The last two seasons have been career-changing for Tim Anderson, to say the least. The Chicago White Sox picked him up in the first round of the 2013 MLB Draft out of East Central Community College, a small JUCO in Decatur, Mississippi. At the time, the hope was that the Southsiders were selecting their shortstop of the future. After making his big-league debut in 2016, Anderson enjoyed a solid start to his career, hitting .283 in 99 games. But the next two seasons would see him struggle, hitting around .250 in both 2017 and 2018.
The 27-year-old has since burst onto the scene, rapidly developing into one of the top hitters in the game. In 2019 Anderson hit an outstanding .335, which led the majors. He also had the lowest walk percentage of any player in the league, drawing free passes just 2.9 percent of the time. Although one trait of a good hitter is being able to draw walks, Anderson is more of a free swinger who puts his barrel to the baseball when possible. Last season he put his name on the map from an offensive standpoint. Defensively, he committed the most errors of any shortstop in the bigs (26). The question was whether Anderson could actually replicate his consistency at the plate in 2020?

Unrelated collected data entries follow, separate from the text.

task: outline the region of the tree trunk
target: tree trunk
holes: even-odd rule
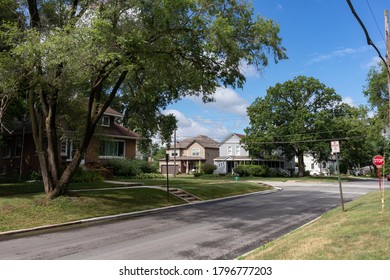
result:
[[[298,153],[298,177],[305,176],[305,162],[303,160],[303,153]]]

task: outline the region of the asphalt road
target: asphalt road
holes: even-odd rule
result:
[[[340,205],[338,183],[272,184],[283,190],[2,236],[0,259],[234,259]],[[345,201],[378,189],[376,181],[343,183]]]

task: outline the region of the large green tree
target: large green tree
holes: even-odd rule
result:
[[[343,138],[340,156],[349,170],[370,165],[374,155],[383,153],[383,122],[376,116],[369,117],[366,107],[341,104],[335,116],[332,127]]]
[[[336,122],[344,111],[341,101],[334,89],[312,77],[278,83],[248,107],[250,125],[242,142],[255,157],[276,149],[297,157],[298,174],[303,176],[304,154],[327,158],[330,139],[345,134],[346,128]]]
[[[370,69],[367,75],[367,84],[364,95],[368,98],[371,108],[376,111],[378,118],[388,123],[389,116],[389,90],[386,65],[379,63]]]
[[[18,4],[15,0],[3,0],[0,2],[0,30],[5,30],[4,25],[13,23],[19,28],[24,28],[25,17],[18,10]],[[0,36],[0,53],[7,52],[12,46],[6,38]],[[4,65],[5,63],[5,65]],[[0,56],[0,139],[3,132],[11,132],[12,124],[15,119],[23,121],[25,114],[25,104],[23,92],[19,90],[18,85],[12,79],[12,70],[17,68],[17,64],[8,64],[7,59],[3,60]],[[6,114],[6,112],[8,113]]]
[[[10,49],[0,54],[0,83],[26,93],[49,198],[67,192],[114,98],[150,116],[139,126],[158,125],[159,109],[186,95],[207,100],[220,85],[241,87],[243,61],[261,68],[286,58],[278,25],[246,1],[27,0],[18,10],[28,21],[2,25]],[[78,145],[61,170],[60,124],[75,116]]]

Offensive Brilliance Has Continued This Season
The White Sox have clinched a berth in the postseason for the first time since 2008, and Anderson has been a vital reason for their impressive season. This is a roster packed with exciting and vibrant young talent, and he has been leading the way. The former first-rounder is hitting .355, which is third in the majors behind only DJ LeMahieu of the New York Yankees. One could point out that Anderson has only played 43 games and collected just under 200 plate appearances, but even in a condensed season, it’s still extremely impressive to hit for such a high average against the best arms in the game. Anderson has also smacked 10 bombs and hit 11 doubles.
It has been very difficult for any pitcher in Major League Baseball to get Anderson out this season. He went into Chicago’s Monday night matchup with the Cleveland Indians hitting over .320 against all pitches, while absolutely terrorizing fastballs, batting over .400 against the heater. A promising part of Anderson’s approach at the plate is his ability to hit the ball on the ground and let his speed play. According to FanGraphs, Anderson went into Cleveland posting a 54.6 percent ground-ball rate. Whether he’s driving a ball up the middle or through the five-six hole, he’s giving himself a chance to beat out a ground ball if an infielder gets a glove on it.
Anderson also has a very sound approach at the plate, where he uses the entire field quite well. Per Fangraphs, he went into Monday hitting 42.6 percent of baseballs that he makes contact with right up the middle. You’re taught from a young age to hit the ball right back where it came from, and he does just that at a high level. Anderson also does a great job of hitting the ball where it’s pitched, whether he’s turning on a fastball in the inside corner of the plate or spraying a curveball down the right-field line. In all aspects, he is turning himself into a very good hitter.
In September alone, Anderson is slashing .390/.415/.584, which includes a five-game hitting streak. Without his offensive production on a nightly basis, Chicago wouldn’t have already solidified a spot in the playoffs. He is crucial to this ballclub.
Improvements Defensively Will Put Him in Elite Conversation
Anderson is already proving that he can swing it, but he has disappointed in the field. Blessed with superior athleticism and a strong arm across the diamond, he has made far too many errors throughout his big-league career, including a rough 2019 campaign.
This year Anderson has already made improvements, committing just five errors. He has clearly been putting in serious work to get better at shortstop, and it’s already showing. Although it’s a smaller sample size (43 games) it’s a step in the right direction for him. Once Anderson becomes more of a defensive wizard, he will start to be considered one of the best all-around shortstops in the game.
Anderson has been criticized at times for his controversial bat flips, but simply, it’s just the way he plays the game. He’s a confident player who plays with flair, and it’s part of why he has enjoyed so much success offensively across the last two seasons.
Another American League batting title is well in reach for Tim Anderson as he leads the Chicago White Sox into their first postseason in 12 years.